Cisco published its first quarter financial results on Thursday, beating market expectations and issuing strong guidance for the current quarter. The networking giant posted non-GAAP earnings of 76 cents per share on revenue of $11.9 billion, a decline of 9% year over year.
Analysts were expecting earnings of 70 cents per share on revenue of $11.85 billion.
Breaking revenue out by segment, product revenue was down 13% to $8.58 billion, and service revenue was up 2% to $3.34 billion. Product revenue sales from infrastructure platforms, which includes Cisco’s networking and router portfolios, was down 16% to $6.34 billion. Sales of security products grew 6% to $861 million, and sales of applications fell 8% to $1.38 billion for the quarter.

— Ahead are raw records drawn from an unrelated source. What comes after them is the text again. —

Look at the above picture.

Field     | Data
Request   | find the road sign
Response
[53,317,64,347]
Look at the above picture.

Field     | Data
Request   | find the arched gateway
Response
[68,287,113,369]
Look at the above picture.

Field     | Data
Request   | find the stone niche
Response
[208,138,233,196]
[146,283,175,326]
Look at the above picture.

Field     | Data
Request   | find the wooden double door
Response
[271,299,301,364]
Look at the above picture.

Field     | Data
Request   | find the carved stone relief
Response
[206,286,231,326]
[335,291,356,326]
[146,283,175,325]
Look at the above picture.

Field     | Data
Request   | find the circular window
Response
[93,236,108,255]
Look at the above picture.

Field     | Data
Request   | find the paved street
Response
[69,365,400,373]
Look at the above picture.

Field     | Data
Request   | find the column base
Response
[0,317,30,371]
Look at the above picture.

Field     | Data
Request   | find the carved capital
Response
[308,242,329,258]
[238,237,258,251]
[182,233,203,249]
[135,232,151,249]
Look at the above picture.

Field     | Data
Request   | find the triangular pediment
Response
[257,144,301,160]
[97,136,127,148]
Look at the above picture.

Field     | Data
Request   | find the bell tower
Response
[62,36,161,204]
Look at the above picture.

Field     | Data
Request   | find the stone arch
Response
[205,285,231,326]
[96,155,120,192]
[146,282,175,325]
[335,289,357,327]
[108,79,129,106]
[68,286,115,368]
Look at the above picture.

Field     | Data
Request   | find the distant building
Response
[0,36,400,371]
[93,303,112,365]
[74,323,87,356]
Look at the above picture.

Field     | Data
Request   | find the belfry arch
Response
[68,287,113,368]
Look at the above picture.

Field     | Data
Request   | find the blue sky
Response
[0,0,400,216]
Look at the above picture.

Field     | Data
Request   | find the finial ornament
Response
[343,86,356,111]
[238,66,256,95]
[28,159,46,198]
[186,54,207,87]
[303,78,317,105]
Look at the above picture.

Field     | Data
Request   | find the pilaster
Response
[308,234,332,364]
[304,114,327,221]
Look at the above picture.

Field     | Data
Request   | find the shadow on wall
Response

“Our Q1 results reflect good execution with strong margins in a challenging environment,” said Kelly Kramer, CFO of Cisco. “We continued to transform our business through more software offerings and subscriptions, driving 10% year over year growth in remaining performance obligations. We delivered strong growth in operating cash flow and returned $2.3 billion to shareholders.”
In a separate announcement, Cisco revealed that Kramer will retire as CFO in December. Her replacement is Scott Herren, who most recently served as the chief finance officer for Autodesk.
For the second quarter, the company is predicting non-GAAP earnings between 74 cents and 76 cents with revenue ranging from flat to a decline of 2% year-over-year. Wall Street is looking for non-GAAP earnings of 73 cents per share with $11.63 billion in revenue.
Shares of Cisco were up over 8% after hours.